I've learned to keep my bathroom's trash can out of Lucy's reach. My husband, on the other hand, has not. So she always goes to his bathroom for toilet paper. She also knows that he basically will use an entire roll just to wipe up his sink after putting in his contacts and chunk it in the trash.


----------



## Gwen (Aug 9, 2007)

Oliver is DISGUSTING!!!! I have to clean the bathroom garbage out daily! It's not only tissues but other human use products as well & it's soooo embarrassing, for not only us, but our company who happen to deposit something in the bathroom garbage:doh::doh::doh::doh: Diapers are his favourites:yuck::yuck::yuck:, feminine protection products his second:yuck::yuck::yuck::yuck::yuck::doh::doh::doh::doh::doh:


----------



## Gold Elyse (Jan 6, 2008)

My yorkie will shred till there is nothing left. She is a member!


----------



## AmbersDad (Dec 25, 2007)

Amber is as well unfortunately. We've also learned to keep toilet paper rolls on the back of the tank. The worst incident and by far the most embarrasing for me was a few months back when I had Amber in my office for a therapy session with a family that had two younger children. I had used Amber in previous sessions with this family and it worked well having the two kids "talk" directly to Amber instead of their parents in order to get their feelings and thoughts across better. So I left Amber in my office for a max of three minutes to greet them at the building entrance and walk them to the office. well, I opened the door and I swear the kids thought it was Christmas and it had snowed in my office. They proceeded to play with Amber while we stood there in shock at the fact that in those three minutes Amber had taken every single tissue out of the box of tissues I had next to the loveseat and shredded it in tiny peices all over the floor. The kids and dog loved it, the parents laughed and it did actually lighten the mood abit but it was horrid to attempt to clean up while working a family session and the dog wanted to zone in on my attempts to clean up rather then focus on the children who were trying in vain to speak to her and get her to look at them.

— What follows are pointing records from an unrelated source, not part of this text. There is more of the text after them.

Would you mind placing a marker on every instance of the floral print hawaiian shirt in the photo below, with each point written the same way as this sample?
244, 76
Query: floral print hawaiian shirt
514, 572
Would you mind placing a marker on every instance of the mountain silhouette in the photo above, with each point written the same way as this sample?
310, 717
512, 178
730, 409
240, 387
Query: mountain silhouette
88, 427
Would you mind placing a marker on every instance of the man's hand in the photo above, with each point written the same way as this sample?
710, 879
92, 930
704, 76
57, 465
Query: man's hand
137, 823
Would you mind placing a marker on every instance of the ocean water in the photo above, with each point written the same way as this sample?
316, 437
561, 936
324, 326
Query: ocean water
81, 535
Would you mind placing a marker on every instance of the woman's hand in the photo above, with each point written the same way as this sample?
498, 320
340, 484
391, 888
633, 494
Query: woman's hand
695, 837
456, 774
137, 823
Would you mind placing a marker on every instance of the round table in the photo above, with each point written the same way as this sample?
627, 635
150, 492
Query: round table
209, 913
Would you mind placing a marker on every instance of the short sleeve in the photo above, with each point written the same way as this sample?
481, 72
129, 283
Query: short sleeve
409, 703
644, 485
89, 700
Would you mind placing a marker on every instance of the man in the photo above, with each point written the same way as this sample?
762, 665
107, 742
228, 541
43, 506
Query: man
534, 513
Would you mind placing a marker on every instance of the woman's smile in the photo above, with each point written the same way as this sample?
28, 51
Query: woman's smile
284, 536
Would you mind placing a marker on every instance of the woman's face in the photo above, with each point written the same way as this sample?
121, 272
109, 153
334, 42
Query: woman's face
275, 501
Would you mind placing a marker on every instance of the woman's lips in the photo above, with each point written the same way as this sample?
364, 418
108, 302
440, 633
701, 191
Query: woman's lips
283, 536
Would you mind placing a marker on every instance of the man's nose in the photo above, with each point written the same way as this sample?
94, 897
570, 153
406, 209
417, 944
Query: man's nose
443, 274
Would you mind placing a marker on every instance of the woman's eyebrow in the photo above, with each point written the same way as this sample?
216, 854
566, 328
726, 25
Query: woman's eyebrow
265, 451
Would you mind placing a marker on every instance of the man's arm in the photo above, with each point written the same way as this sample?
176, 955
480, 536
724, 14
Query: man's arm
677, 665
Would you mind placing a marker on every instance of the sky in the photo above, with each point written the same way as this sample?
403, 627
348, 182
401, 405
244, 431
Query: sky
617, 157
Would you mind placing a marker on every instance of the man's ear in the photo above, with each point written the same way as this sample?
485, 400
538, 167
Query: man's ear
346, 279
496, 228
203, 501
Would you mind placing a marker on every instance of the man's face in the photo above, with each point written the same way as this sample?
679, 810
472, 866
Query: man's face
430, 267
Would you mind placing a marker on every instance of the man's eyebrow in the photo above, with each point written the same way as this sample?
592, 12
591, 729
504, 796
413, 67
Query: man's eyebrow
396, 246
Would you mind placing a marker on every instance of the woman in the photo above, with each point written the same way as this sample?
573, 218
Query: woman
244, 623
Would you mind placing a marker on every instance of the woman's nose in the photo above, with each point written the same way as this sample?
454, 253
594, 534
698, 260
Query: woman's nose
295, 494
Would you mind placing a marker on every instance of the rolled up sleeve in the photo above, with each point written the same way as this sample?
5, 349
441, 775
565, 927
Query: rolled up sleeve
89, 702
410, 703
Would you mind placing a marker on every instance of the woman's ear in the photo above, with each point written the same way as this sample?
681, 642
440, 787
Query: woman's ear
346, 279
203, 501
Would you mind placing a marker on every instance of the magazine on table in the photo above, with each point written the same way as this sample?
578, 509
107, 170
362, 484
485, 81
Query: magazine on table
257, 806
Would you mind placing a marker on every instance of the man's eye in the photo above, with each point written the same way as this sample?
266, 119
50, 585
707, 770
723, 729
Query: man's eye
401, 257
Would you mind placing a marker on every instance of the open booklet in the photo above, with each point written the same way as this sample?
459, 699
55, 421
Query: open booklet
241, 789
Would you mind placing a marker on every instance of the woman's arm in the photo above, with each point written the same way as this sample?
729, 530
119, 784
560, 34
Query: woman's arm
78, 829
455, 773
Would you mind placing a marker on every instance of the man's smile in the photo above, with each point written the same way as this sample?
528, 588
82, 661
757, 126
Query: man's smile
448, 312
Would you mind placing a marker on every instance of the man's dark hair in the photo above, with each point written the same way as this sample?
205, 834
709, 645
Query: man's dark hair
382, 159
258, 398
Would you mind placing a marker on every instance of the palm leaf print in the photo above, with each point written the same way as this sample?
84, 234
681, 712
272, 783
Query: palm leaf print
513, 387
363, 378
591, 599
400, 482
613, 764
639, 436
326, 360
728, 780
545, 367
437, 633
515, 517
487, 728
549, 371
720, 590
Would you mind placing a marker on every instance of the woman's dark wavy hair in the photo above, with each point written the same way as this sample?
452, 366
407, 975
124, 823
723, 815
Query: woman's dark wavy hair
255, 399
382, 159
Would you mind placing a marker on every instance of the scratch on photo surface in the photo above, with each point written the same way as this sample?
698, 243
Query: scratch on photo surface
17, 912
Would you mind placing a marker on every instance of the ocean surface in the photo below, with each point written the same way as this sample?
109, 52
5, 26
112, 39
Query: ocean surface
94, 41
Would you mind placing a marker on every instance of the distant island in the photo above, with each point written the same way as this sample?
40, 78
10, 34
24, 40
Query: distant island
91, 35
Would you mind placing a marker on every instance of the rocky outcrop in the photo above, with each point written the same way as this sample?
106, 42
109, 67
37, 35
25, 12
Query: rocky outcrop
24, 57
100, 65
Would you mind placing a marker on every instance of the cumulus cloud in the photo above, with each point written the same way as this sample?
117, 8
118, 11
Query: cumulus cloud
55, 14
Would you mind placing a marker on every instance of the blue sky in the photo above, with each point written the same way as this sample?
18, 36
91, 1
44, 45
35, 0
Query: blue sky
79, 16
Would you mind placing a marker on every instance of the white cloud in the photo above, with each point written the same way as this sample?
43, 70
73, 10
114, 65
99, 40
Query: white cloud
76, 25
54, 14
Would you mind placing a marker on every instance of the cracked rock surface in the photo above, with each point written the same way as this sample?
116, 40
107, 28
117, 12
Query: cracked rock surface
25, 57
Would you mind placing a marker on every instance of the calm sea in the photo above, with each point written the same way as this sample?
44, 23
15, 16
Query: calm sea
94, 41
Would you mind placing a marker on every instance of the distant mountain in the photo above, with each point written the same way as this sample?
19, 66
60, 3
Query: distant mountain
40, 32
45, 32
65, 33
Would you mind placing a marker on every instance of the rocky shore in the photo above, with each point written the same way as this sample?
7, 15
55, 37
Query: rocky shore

Now, the tissues are in a drawer until needed lol. 
Phil & Amber


----------



## Sunny Delight (Mar 10, 2007)

AmbersDad said:


> Amber is as well unfortunately. We've also learned to keep toilet paper rolls on the back of the tank. The worst incident and by far the most embarrasing for me was a few months back when I had Amber in my office for a therapy session with a family that had two younger children. I had used Amber in previous sessions with this family and it worked well having the two kids "talk" directly to Amber instead of their parents in order to get their feelings and thoughts across better. So I left Amber in my office for a max of three minutes to greet them at the building entrance and walk them to the office. well, I opened the door and I swear the kids thought it was Christmas and it had snowed in my office. They proceeded to play with Amber while we stood there in shock at the fact that in those three minutes Amber had taken every single tissue out of the box of tissues I had next to the loveseat and shredded it in tiny peices all over the floor. The kids and dog loved it, the parents laughed and it did actually lighten the mood abit but it was horrid to attempt to clean up while working a family session and the dog wanted to zone in on my attempts to clean up rather then focus on the children who were trying in vain to speak to her and get her to look at them. Now, the tissues are in a drawer until needed lol.
> Phil & Amber


 I hope the sesson still went well! I would've loved to see the look on everyone's faces when you opened your office door!! I can just *hear* the kids giggling and thinking it was the funniest thing in the world! I have three kids of my own and they always seem to think that what adults and parents don't generally like, are just hilarious! Just wait til they are adults and it happens to them!


----------



## Dogrunner (Feb 24, 2008)

Shaker has never bothered any kind of paper, but Berr loves them all. So does Daisy. Not toilet paper on the roll anymore, thankfully, but anything else. Empty McDonald bags are heaven. 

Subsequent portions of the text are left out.